Research in Motion (RIMM) competes with Apple (AAPL) and Palm (PALM) in the corporate smartphone market where RIM has a significant presence. According to a February 2010 report from ChangeWave, RIM still dominates the enterprise mobile phone market with 69% share, while Apple and Palm come a distant second and third with market share of 27% and 6%, respectively.
We believe HP’s (HPQ) acquisition of Palm could have repercussions in the corporate smartphone market as HP leverages its strong corporate presence to promote Palm smartphones.
There could be a downside of 10% to the $75 Trefis price estimate for RIM’s stock if BlackBerry global mobile phone market share does not increase as much as we forecast, due to greater competition from HP after its acquisition of Palm.
HP Can Leverage Its Corporate Relationships to Widen Palm Distribution
HP, which leads the global PC market with around 20% share, has a vast presence in the corporate PC segment attributable to its strong business distribution channels.

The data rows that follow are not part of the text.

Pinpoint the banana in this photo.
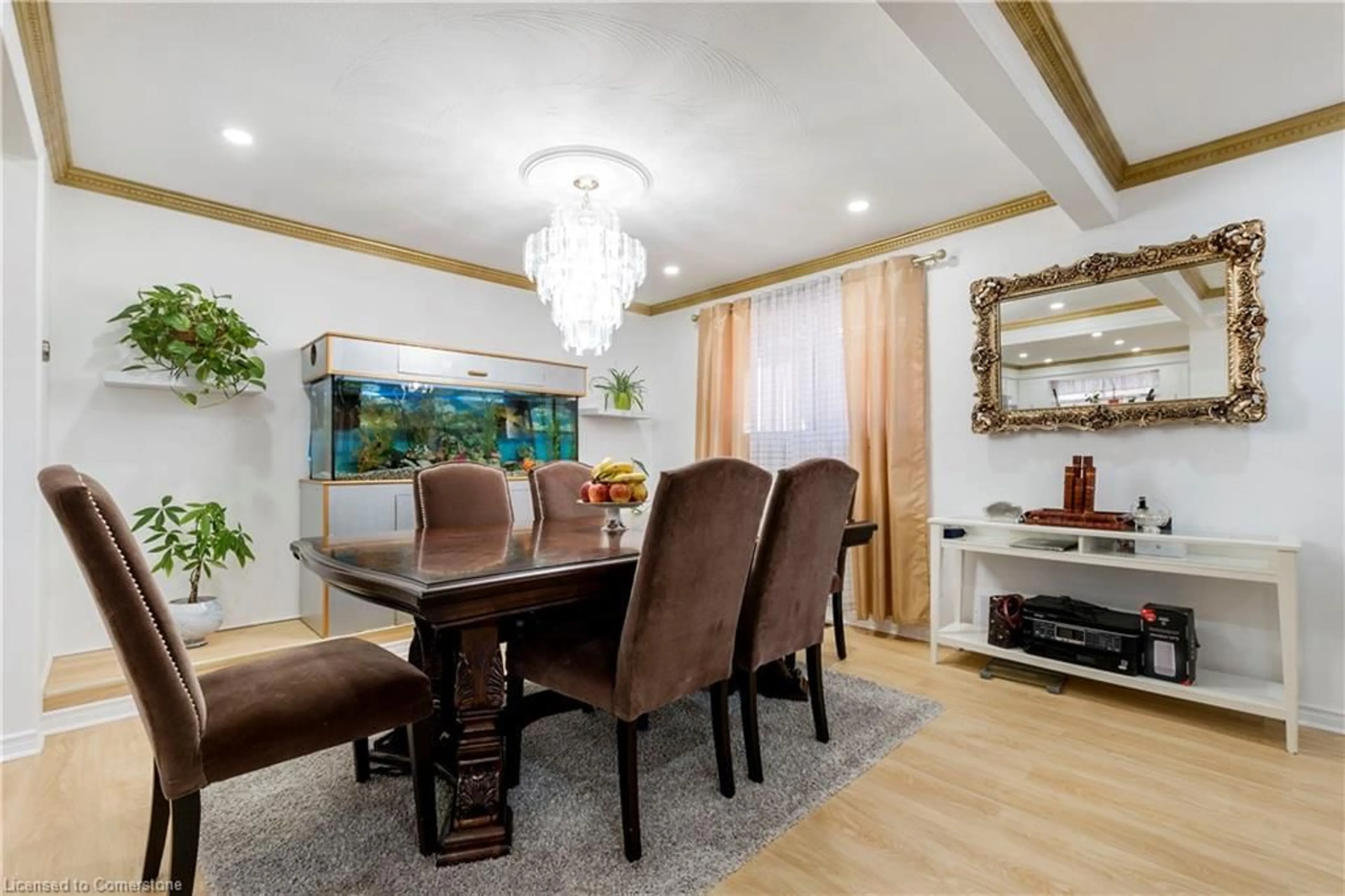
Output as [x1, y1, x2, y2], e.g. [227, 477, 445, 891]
[599, 463, 635, 482]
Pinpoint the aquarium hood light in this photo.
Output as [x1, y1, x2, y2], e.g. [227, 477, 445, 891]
[523, 175, 646, 355]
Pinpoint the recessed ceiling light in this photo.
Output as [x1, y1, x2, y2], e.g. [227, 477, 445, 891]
[219, 128, 251, 147]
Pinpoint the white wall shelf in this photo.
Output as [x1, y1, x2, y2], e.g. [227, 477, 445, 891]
[580, 406, 650, 420]
[102, 370, 262, 395]
[929, 517, 1299, 753]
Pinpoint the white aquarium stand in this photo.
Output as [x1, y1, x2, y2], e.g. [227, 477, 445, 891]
[928, 517, 1299, 753]
[102, 370, 262, 397]
[580, 406, 651, 420]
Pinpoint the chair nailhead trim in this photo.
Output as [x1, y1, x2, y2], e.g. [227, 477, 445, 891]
[80, 476, 205, 733]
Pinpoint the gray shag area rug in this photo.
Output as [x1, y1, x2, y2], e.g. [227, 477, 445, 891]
[200, 671, 943, 896]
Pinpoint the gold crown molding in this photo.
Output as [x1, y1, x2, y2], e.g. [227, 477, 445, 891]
[59, 167, 533, 289]
[999, 299, 1164, 330]
[650, 192, 1056, 315]
[13, 0, 1345, 316]
[1120, 102, 1345, 190]
[1001, 342, 1190, 370]
[996, 0, 1127, 190]
[13, 0, 71, 183]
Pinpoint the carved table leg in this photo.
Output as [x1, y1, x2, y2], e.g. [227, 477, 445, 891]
[438, 623, 514, 865]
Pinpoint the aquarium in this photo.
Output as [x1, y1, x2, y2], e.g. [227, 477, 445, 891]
[305, 374, 578, 479]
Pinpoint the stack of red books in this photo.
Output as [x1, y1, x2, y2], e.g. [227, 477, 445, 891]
[1022, 455, 1134, 531]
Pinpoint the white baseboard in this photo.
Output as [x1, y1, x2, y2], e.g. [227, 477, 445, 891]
[0, 728, 42, 763]
[42, 694, 139, 735]
[1298, 704, 1345, 735]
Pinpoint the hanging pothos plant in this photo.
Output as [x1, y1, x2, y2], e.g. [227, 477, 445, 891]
[108, 283, 266, 405]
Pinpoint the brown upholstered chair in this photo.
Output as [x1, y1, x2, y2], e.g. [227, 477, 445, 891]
[509, 457, 771, 861]
[733, 459, 860, 782]
[38, 466, 439, 893]
[527, 460, 602, 521]
[412, 460, 514, 529]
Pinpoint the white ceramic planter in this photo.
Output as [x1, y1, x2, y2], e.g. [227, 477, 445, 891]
[168, 597, 225, 647]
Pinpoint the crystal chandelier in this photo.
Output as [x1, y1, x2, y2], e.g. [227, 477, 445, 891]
[523, 178, 644, 355]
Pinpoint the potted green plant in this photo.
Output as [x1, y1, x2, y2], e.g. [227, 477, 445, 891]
[593, 366, 644, 410]
[108, 283, 266, 405]
[130, 495, 256, 647]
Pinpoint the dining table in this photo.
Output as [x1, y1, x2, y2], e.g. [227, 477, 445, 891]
[290, 515, 877, 865]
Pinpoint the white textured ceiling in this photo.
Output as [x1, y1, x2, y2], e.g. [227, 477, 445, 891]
[1005, 317, 1190, 367]
[1052, 0, 1345, 163]
[53, 3, 1038, 301]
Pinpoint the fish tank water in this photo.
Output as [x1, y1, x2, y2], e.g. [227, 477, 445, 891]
[305, 374, 578, 479]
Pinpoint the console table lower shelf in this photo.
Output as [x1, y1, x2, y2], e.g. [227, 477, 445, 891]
[939, 623, 1284, 721]
[928, 517, 1299, 753]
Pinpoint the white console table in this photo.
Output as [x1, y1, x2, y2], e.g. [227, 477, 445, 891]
[929, 517, 1299, 753]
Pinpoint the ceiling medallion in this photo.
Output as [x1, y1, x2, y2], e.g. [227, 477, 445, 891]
[519, 147, 650, 355]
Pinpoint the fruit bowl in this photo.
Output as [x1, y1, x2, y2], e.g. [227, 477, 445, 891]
[577, 501, 644, 531]
[578, 457, 650, 531]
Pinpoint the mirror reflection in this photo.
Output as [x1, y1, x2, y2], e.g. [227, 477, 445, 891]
[999, 261, 1229, 410]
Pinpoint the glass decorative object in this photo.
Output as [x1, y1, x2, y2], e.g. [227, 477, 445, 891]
[1130, 495, 1173, 534]
[523, 178, 646, 355]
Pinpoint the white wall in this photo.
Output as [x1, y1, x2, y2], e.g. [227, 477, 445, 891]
[44, 187, 666, 654]
[654, 133, 1345, 716]
[0, 29, 48, 757]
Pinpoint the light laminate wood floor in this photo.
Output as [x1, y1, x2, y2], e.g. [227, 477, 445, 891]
[0, 631, 1345, 893]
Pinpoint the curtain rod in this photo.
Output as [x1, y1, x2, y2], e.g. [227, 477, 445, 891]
[691, 249, 948, 323]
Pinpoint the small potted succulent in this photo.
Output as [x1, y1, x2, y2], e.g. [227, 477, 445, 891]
[132, 495, 256, 647]
[108, 283, 266, 405]
[593, 366, 644, 410]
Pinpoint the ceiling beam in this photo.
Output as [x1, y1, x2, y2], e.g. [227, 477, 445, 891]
[880, 0, 1120, 229]
[650, 192, 1056, 315]
[1139, 270, 1209, 330]
[996, 0, 1345, 190]
[998, 0, 1126, 190]
[1120, 102, 1345, 190]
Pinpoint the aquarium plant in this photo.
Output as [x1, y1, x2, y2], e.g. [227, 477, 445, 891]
[593, 366, 644, 410]
[130, 495, 256, 604]
[108, 283, 266, 405]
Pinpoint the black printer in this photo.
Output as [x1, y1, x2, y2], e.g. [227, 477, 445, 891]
[1022, 595, 1143, 675]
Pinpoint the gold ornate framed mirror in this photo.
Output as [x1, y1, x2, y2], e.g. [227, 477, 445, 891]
[971, 221, 1265, 433]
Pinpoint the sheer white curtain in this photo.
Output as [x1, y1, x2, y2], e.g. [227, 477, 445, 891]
[746, 276, 849, 469]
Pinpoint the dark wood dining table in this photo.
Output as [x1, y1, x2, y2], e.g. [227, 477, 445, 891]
[290, 517, 877, 865]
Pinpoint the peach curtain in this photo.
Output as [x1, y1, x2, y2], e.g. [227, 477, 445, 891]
[695, 299, 752, 460]
[841, 256, 929, 624]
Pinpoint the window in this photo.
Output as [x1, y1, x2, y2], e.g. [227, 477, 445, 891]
[746, 276, 849, 469]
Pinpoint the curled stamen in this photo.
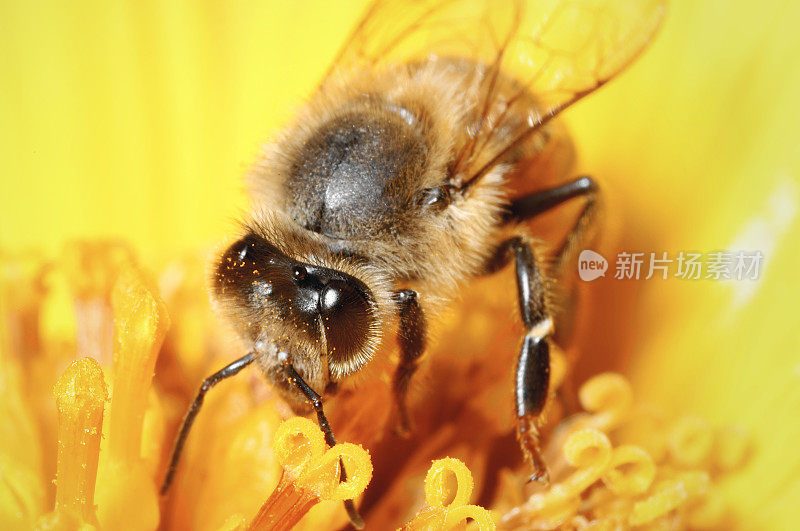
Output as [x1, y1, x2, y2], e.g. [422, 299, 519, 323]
[403, 457, 496, 531]
[250, 417, 372, 530]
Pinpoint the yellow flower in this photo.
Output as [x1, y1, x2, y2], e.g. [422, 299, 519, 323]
[0, 0, 800, 529]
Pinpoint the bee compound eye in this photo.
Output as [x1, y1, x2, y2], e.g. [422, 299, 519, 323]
[292, 266, 308, 280]
[319, 279, 374, 362]
[319, 279, 346, 314]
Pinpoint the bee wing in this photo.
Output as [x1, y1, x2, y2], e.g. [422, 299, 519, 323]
[329, 0, 666, 182]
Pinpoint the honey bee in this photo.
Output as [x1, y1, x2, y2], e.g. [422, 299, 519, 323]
[162, 0, 664, 524]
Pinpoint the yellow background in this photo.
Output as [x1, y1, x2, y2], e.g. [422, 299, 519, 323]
[0, 0, 800, 529]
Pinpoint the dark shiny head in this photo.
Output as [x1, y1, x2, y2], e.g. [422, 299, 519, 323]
[213, 233, 377, 365]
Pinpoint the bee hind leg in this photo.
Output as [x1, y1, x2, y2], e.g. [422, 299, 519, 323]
[494, 236, 553, 483]
[392, 289, 427, 436]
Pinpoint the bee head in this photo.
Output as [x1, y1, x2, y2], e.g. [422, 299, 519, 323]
[212, 232, 379, 379]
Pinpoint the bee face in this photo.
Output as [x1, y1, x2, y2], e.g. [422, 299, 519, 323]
[212, 233, 377, 378]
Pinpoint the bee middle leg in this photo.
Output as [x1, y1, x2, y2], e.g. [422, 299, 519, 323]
[493, 236, 553, 483]
[392, 289, 427, 435]
[506, 176, 599, 275]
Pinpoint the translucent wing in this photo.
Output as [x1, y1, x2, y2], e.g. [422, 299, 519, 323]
[322, 0, 666, 182]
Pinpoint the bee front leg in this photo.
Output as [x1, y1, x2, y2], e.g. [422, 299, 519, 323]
[278, 358, 364, 529]
[392, 289, 427, 435]
[161, 352, 256, 495]
[500, 236, 553, 483]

HP has dedicated distribution channels for business clients and spends significant resources maintaining these relationships. HP also offers business customers network storage and server hardware, as well as managed services to help businesses reduce their total cost of ownership and maintenance of PC infrastructure.
Palm Already Offers Security Required by Corporate Customers
Palm’s WebOS mobile phone operating system already offers many of the crucial security features required by corporate customers making it easier for HP to sell Palm devices to its customer base. For example, Palm’s WebOS includes security features like:
- Secure Communication: Palm WebOS ensures data security of critical applications such as e-mail and browser over the Wi-fi network.
- Password Protection: The WebOS platform includes strong built-in password protection that keeps the device locked unless a valid password is entered.
- Remote Data Wipe: This allows the IT administrator to remotely wipe off all data on the device, in case of theft or loss.
Palm has around 6% share in the enterprise segment, which is significantly higher compared to its 1% share in the global smartphone market. Palm’s existing traction with corporate customers, combined with HP’s relationships and distribution can help Palm gain additional share.
Potential Impact on RIM’s Stock
We currently forecast that RIM will continue to increase its market share from less than 3% in 2009 to 8% by the end of Trefis forecast period.
You can modify our forecast for above to see how there could be a 10% downside to our $75 estimate for RIM’s stock if RIM’s mobile phone market share were to reach 7% instead of 8% as a result of HP’s acquisition of Palm.